19 Ne var ki, Saul'un kızı Merav'ın Davut'a verileceği zaman geldiğinde, kız Davut yerine Meholalı Adriel'e eş olarak verildi.
And it came to pass at the time when Merob the daughter of Saul should have been given to David, that she was given to Hadriel the Molathite to wife.
20 Bu arada Saul'un öbür kızı Mikal Davut'a gönül vermişti. Bunu duyan Saul sevindi.
But Michol the other daughter of Saul loved David. And it was told Saul, and it pleased him.
21 “Davut'a Mikal'ı veririm” diye düşündü, “Öyle ki, Mikal Davut'u tuzağa düşürür; Filistliler de onu öldürür.” Davut'a, “Bugün damadım olmak için yine fırsatın var” dedi.
And Saul said: I will give her to him, that she may be a stumblingblock to him, and that the band of the Philistines may be upon him. And Saul said to David: In two things thou shalt be my son in law this day.
22 Sonra görevlilerine, Davut'a gizlice şunları söylemelerini buyurdu: “Bak, kral senden hoşnut, bütün görevlileri de seni seviyor. Kralın damadı olmanın zamanı geldi.”

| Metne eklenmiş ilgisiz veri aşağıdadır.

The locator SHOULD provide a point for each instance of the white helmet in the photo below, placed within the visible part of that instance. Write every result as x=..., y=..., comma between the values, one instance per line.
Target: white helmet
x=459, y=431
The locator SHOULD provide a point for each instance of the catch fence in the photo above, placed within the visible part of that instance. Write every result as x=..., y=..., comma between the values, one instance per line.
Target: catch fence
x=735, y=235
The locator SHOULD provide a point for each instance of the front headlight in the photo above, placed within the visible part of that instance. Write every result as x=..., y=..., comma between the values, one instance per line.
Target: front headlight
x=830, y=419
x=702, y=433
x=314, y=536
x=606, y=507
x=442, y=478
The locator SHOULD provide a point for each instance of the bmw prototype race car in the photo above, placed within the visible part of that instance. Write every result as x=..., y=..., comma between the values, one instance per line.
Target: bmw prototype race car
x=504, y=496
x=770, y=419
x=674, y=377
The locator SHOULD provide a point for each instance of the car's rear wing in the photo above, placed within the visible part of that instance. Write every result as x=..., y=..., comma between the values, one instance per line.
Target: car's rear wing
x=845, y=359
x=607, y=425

And Saul commanded his servants to speak to David privately, saying: Behold thou pleasest the king, and all his servants love thee. Now therefore be the king’s son in law.

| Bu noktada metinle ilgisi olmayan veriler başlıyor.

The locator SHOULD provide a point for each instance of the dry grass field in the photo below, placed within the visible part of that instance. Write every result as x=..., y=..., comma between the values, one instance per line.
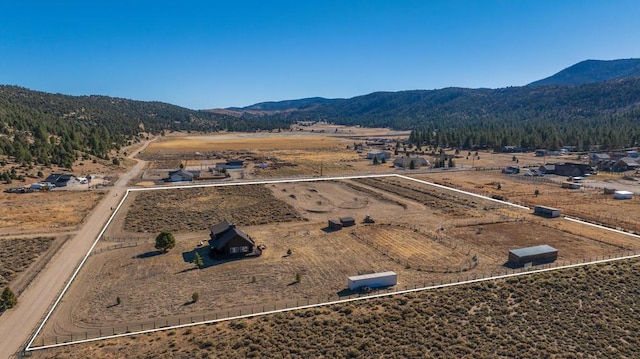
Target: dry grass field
x=196, y=209
x=17, y=254
x=423, y=233
x=44, y=211
x=585, y=312
x=589, y=204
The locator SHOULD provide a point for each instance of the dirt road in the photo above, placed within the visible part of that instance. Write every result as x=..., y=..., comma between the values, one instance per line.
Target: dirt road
x=18, y=324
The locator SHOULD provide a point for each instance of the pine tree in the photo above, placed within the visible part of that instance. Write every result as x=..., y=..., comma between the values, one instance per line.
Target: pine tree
x=8, y=299
x=197, y=260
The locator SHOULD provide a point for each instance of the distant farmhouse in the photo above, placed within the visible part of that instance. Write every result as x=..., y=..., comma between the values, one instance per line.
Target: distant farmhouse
x=625, y=164
x=229, y=241
x=61, y=179
x=566, y=169
x=406, y=162
x=230, y=165
x=182, y=175
x=380, y=155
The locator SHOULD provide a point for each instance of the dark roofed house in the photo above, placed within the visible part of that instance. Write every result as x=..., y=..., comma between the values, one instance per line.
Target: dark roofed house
x=625, y=164
x=347, y=221
x=182, y=175
x=228, y=240
x=573, y=169
x=405, y=162
x=536, y=255
x=59, y=179
x=597, y=159
x=547, y=169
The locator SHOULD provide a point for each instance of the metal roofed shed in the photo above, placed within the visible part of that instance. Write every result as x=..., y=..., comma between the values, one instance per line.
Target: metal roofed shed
x=622, y=195
x=347, y=221
x=334, y=224
x=548, y=212
x=373, y=280
x=537, y=254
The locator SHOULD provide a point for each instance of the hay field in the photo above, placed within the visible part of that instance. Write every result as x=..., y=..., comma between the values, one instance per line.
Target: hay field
x=573, y=313
x=45, y=210
x=423, y=234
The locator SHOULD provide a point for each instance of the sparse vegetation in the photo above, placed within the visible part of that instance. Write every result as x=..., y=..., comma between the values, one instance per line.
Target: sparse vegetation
x=245, y=205
x=561, y=314
x=197, y=260
x=165, y=241
x=8, y=299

23 Saul'un görevlileri bu sözleri Davut'a ilettiler. Davut, “Yoksul ve önemsiz biriyken kralın damadı olmak sizce küçük bir şey mi?” diye karşılık verdi.
And the servants of Saul spoke all these words in the ears of David. And David said: Doth it seem to you a small matter to be the king’s son in law? But I am a poor man, and of small ability.
24 Görevliler Davut'un dediklerini Saul'a bildirdiler.
And the servants of Saul told him, saying: Such words as these hath David spoken.
25 Saul şöyle buyurdu: “Davut'a deyin ki, ‘Kral düşmanlarından öç almak için başlık parası olarak yüz Filistli'nin sünnet derisinden başka bir şey istemiyor.’” Davut'un Filistliler'in eline düşüp öleceğini tasarlıyordu.
And Saul said: Speak thus to David: The king desireth not any dowry, but only a hundred foreskins of the Philistines, to be avenged of the king’s enemies. Now Saul thought to deliver David into the hands of the Philistines.
26 Görevliler Saul'un söylediklerini Davut'a ilettiler. Davut, kralın damadı olacağına sevindi. Tanınan süre dolmadan
And when his servants had told David the words that Saul had said, the word was pleasing in the eyes of David to be the king’s son in law.
27 Davut'la adamları gidip iki yüz Filistli öldürdüler. Kralın damadı olabilmek için Davut, öldürülen Filistliler'in sünnet derilerini tam tamına getirip krala sundu. Saul da buna karşılık kızı Mikal'ı eş olarak ona verdi.
And after a few days David rose up, and went with the men that were under him, and he slew of the Philistines two hundred men, and brought their foreskins and numbered them out to the king, that he might be his son in law. Saul therefore gave him Michol his daughter to wife.
28 Saul, RAB'bin Davut'la birlikte olduğunu ve kızı Mikal'ın onu sevdiğini apaçık gördü.
And Saul saw, and understood that the Lord was with David. And Michol the daughter of Saul loved him.
29 Bu yüzden Davut'tan daha çok korktu ve yaşamı boyunca ona düşmanlık besledi.
And Saul began to fear David more: and Saul became David’s enemy continually.
30 Filistli komutanlar saldırdıkça Davut Saul'un öbür komutanlarından daha başarılı oluyordu. Bu yüzden büyük bir üne kavuştu.
And the princes of the Philistines went forth: and from the beginning of their going forth, David behaved himself more wisely than all the servants of Saul, and his name became very famous.